Acting before the Moody’s Investors Service downgrades and negative watches on 21 U.S. banks earlier this month, Fitch Ratings Service, in June, had downgraded the “operating environment” of the U.S. banking system as a whole, to AA− from AA. This move was largely “unnoticed” at the time, according to Fox Business News’ report today. Interest rate spikes, resulting capital erosion, and inadequate profits leading to lower liquidity, were the reasons cited for this downgrade.
On Aug. 1, Fitch then announced the downgrade of U.S. federal government debt by one notch to AAA−. Then yesterday, Aug. 15, Fitch issued a statement that if it were now to downgrade the “operating environment” of the entire banking system again, from AA− to A+ (implying that it thinks it may do this soon), it would then be compelled to downgrade many U.S. banks including the biggest—JPMorgan Chase was included by name, for emphasis.
Some financial and “business” media, such as Fox and CNBC, woke up and reported this Aug. 15 statement—after having ignored the June action by Fitch.
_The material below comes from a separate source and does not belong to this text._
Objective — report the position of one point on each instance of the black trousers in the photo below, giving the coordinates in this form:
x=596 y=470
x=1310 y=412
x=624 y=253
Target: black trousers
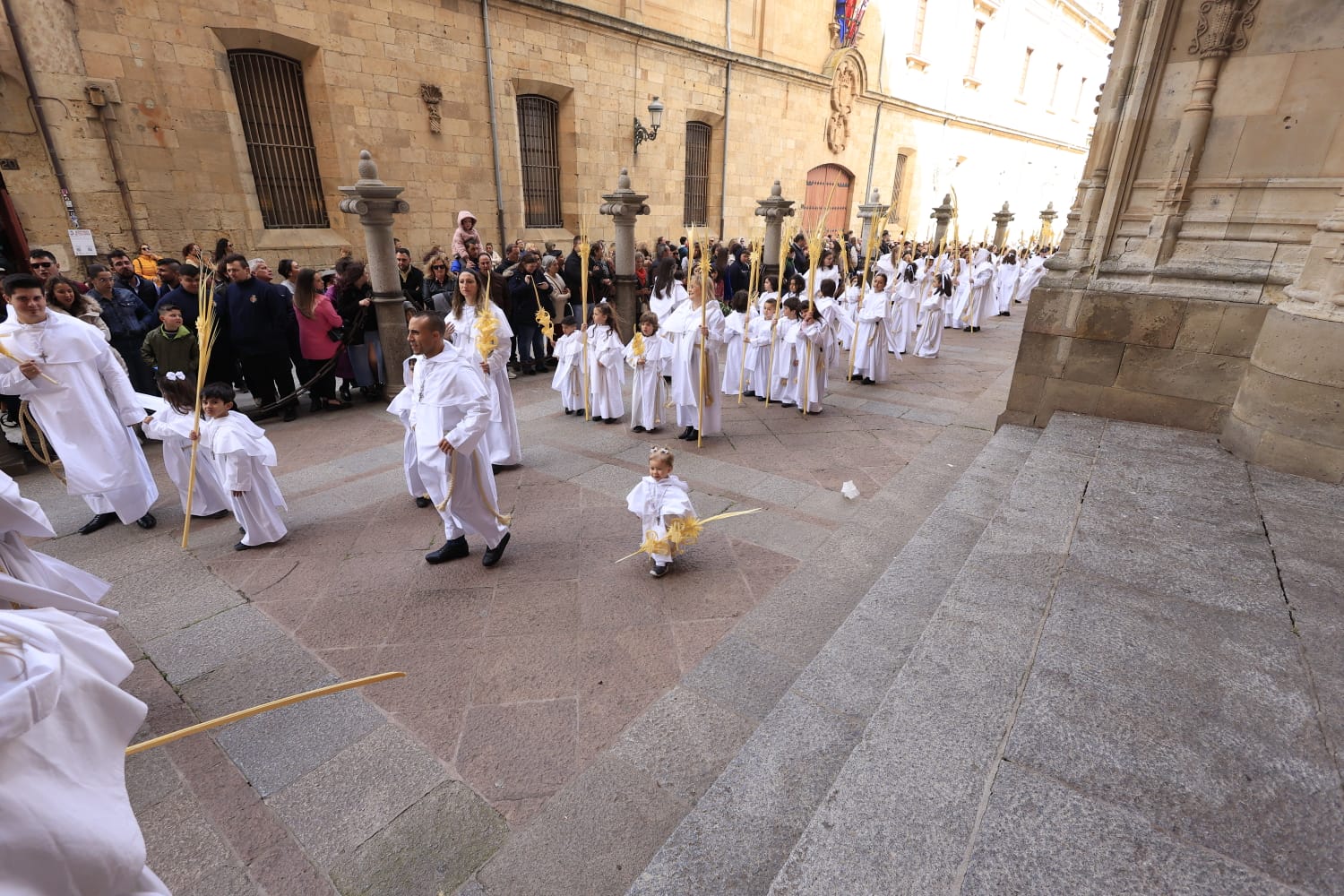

This “newsworthiness” probably resulted from Moody’s Investor Service’s intervening downgrades and negative watches on big banks.
The report by “Wall Street on Parade” website on Aug. 8, that the 25 largest U.S. banks’ deposits are continuously falling since early March, is coherent with these downgrades (essentially being forced on the ratings agencies, which remember the way they were raked over the coals after the Lehman crash for failing to downgrade mortgage-backed securities, etc.).
Despite the official “quantitative tightening” by the Federal Reserve, its balance sheet actually expanded in the accounting weeks ended Aug. 2 and Aug. 9. Overall, Fed assets have shrunk by only $150 billion (or 1.7%) since the beginning of March, a period of more than five months. And during that same period, $107 billion of Fed liquidity loans to banks under the Bank Term Funding Program have been made and are outstanding; the FDIC has another $145 billion in such loans outstanding to banks.
So, over the entire five-month period since the “bank crisis” broke out with Silvergate, Silicon Valley, Signature and Credit Suisse, this support to bank reserves by Fed and FDIC liquidity loans totaling $252 billion, has more than equaled the major banks’ “loss” in Fed support due to quantitative tightening by $150 billion. The monetary authorities have eased credit to banks while “tightening” it.
But not so for credit from the U.S. banks. Over that same five-plus month period, total credit outstanding from the banks in the U.S. banking system as a whole has fallen from $17.600 trillion to $17.280 trillion, a credit contraction of $320 billion or 2%.